Bear Graves
Making Time for Mindfulness

Some time back, what amounts to be an every-other-day task was informally assigned: "smoke a bowl of this and see what you think." As far as duties run, it sure beats a 40 kilometer forced march with ruck sacks. Then again, we have tasted some legendarily bad blends that have come pretty close to a coin-toss between finishing the bowl and the aforementioned trek in "leather personnel carriers." Thankfully, this was not the case when Adam and I took a handful from a coded zip lock, packed, fired, and then looked at each other. Both of our eyebrows arched, indicating that we had just become two pipemen with but a single thought (some would argue "two pipemen with almost a single mind between them,") "Now THIS is good!"

We both sat back and eased into the zone, the state where thought quiets, shifts from the multitude of frustrating, banal mental gremlins that seem to be constant workaday companions, to the simple act of enjoying a bowl to its fullest (pretty much, ideally, what pipe smoking is all about). After almost 20 minutes, I realized that I hadn't typed a single word (Crap). Bowl still in play, I went back to giving my employer at least something for my wages, but that which was transcendent only a few minutes prior was now a semi-automatic act. Perhaps the most disquieting aspect of this transformation is that the latter state has become pretty much the rule of the day. There used to be a tagline in a cigarette brand's television and print advertising of the 60s, "Are you smoking more, but enjoying it less?" I had to admit I was, but was I alone in this feeling? After a few inquiries on my part, many of my cohorts admitted that their best bowls almost never happened on the job, unless they fired up while taking a step away from the desk. Josh went as far as to even remove the break disclaimer, his best bowls were at home in the evening, or on the weekend.

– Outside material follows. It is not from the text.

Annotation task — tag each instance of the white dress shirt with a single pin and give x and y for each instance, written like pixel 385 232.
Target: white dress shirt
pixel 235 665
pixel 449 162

Recently, I was on a Skype teleconference with cinematographer Chad Terpstra and producer Jeremy Rush, getting a few "behind the scenes" glances at their quest to create the world's first documentary about pipes and pipe smokers, a work entitled Father of the Flame. Towards the end of our talk, we found ourselves on the topic of isolating that which makes "this thing of ours" (no offence to any members of La Cosa Nostra out there) different from other forms of imbibing the noble weed. Rush opined that, at the very core of pipe smoking, there is (or should be) a continuity of the spirit first expressed within the manner, use, and respect that Native Americans demonstrated towards tobacco. Whittled down to its essence, smoking a pipe wasn't something that one did simply out of habit. A smoke was a special activity, and one undertaken with a mindfulness that included a consideration of time, place, as well as an appreciation for nature's contribution to the moment.

Rush's words hit home. While I know myself well enough to acknowledge that I will never limit my imbibing to important occasions, I can make enjoying a bowl something born of intent and conducted in contemplation, rather than a barely noticed reflex triggered by taking a call or getting off my bike. With this thing of ours, when it comes to getting back to the basics, there might be something to be said for the fundamentals established centuries ago.

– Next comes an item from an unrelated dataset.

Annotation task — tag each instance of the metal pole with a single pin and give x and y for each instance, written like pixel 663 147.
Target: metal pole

Category:   Pipe Line Tagged in:   At Smokingpipes Newsletter Pipe Culture

Comments

    • R. Bear Graves on August 12, 2014
    • Keith, Thank you for your contemplative and eloquent response. Last night I followed your lead, after a fashion: a tot of Buffalo Trace and a bowl of C&D's Chenet's cake out on my third floor balcony. I recall the rise of a young comic phenom, during my time in the military. The show was "Mork & Mindy" and many a time a squad mate and I would quietly trade quips from the last show, in order to stave off sleep deprivation until we were relieved from perimeter guard duty. 37 years later and the memories have not dimmed a whit. The world has lost someone quite special. Bear Graves

    • Keith on August 11, 2014
    • On this evening's news of Robin Williams' passing, and this timely blog post, I must say, the pipe took on a special place in my emotional history. Listening to John Rutter's Requiem, sitting on my back porch swing, Nording in one hand, bourbon on rocks in the other, I contemplated all of his movies that have influenced my life over the years. The pipe's subtly sweet smoky note of Cornel&Diehl's Sweet English with the hot bosky bite of the bourbon (to borrow a phrase), plus a modern choral masterpiece just fit the occasion.

    • R. Bear Graves on August 11, 2014
    • Thank you, Mr. Anderson, To quote Adam Hochschild: "Work is hard. Distractions are plentiful. And time is short" Smoke in peace, R. Bear Graves

    • Jason Anderson on August 11, 2014
    • The wonder and mystery that is pipe enjoyment, like all journeys, is often a quiet and solitary one. Well done!